Trotz der vielversprechenden Renditen geben wir zu bedenken, dass sich die Inflation in diesem Jahr auf die Kreditnehmer in den Direct-Lending-Portfolios auswirken könnte. Vermögensverwalter werden 2023 sehr genau darauf achten, inwieweit Kreditnehmer zusätzliche Faktorkosten weitergeben können, wie hoch ihr Risiko gegenüber steigenden Energiekosten ausfällt und wie sich ein Rückgang der Ausgaben der Verbraucher für zyklische Konsumgüter auf die Erträge des entsprechenden Unternehmens auswirkt.
Angesichts der vielen Unbekannten gehen wir davon aus, dass sich Asset Manager und Investoren etwas zurückhalten werden, während der Markt beurteilt, welche Preise, Verschuldungskennzahlen und Bewertungsmultiplikatoren in diesem neuen Umfeld angemessen sind. Diese Verlangsamung bei Neuabschlüssen dürfte eher ein kurzes Innehalten als einen kompletten Stillstand darstellen, da der Private-Equity-Markt noch immer über einen ungenutzten Cash-Puffer von 344,3 Mrd. Euro verfügt.
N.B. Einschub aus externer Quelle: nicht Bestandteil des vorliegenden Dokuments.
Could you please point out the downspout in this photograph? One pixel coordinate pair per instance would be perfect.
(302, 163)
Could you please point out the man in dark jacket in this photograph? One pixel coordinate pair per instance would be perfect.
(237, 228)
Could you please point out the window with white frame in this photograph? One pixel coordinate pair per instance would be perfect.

Bei Vermögensverwaltern mit stärkerem Engagement in den Sektoren Einzelhandel, Freizeit und Energie könnte eine Umschichtung in Umstrukturierungen und Vermögenswerte mit unterdurchschnittlicher Wertentwicklung erfolgen, sodass besser positionierte Vermögensverwalter Marktanteile gewinnen können. Refinanzierungen laufender Anleihetranchen dürften selten sein. Der Markt dürfte von Add-on-Akquisitionen und dem Ziehen von Amend-to-Extend-Klauseln bestimmt werden. Unternehmensdienstleistungen, das Gesundheitswesen sowie Technologie, Medien und Telekommunikation werden wahrscheinlich die gefragtesten Sektoren bleiben.
In diesem Jahr werden sich für Vermögensverwalter Chancen bieten, deren derzeitige Portfolios frei von Problemfällen sind. Sie haben es mit weniger Mitbewerbern zu tun und verfügen angesichts der geringeren Marktliquidität über mehr Verhandlungsmacht bei Margen, Gebühren und Berichterstattung.
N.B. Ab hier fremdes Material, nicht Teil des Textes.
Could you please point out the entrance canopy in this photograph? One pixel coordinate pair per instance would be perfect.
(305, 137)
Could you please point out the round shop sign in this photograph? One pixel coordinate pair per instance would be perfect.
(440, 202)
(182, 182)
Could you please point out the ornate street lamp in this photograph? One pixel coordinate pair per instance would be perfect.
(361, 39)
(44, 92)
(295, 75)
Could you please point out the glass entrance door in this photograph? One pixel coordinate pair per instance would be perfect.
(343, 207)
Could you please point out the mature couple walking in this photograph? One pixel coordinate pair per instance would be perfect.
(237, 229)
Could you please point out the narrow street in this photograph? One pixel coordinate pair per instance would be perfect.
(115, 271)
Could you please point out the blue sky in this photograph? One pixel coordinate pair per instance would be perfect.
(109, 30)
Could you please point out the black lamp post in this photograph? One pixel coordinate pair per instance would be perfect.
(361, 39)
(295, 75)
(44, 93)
Während die hohe Inflation das Verbrauchervertrauen erschüttert und Unternehmen unter Druck setzt, dürfte das neue Umfeld vorerst für ein geschärftes Risikobewusstsein und eine vorsichtige Haltung am Direct-Lending-Markt sorgen.
Die hier vertretenen Ansichten und Meinungen sind die des Verfassers. Sie decken sich nicht zwangsläufig mit den in anderen Mitteilungen ausgedrückten oder wiedergegebenen Ansichten. Diese Mitteilung ist weder eine Aufforderung noch ein Angebot zum Kauf oder Verkauf der darin erwähnten Wertpapiere oder Finanzinstrumente.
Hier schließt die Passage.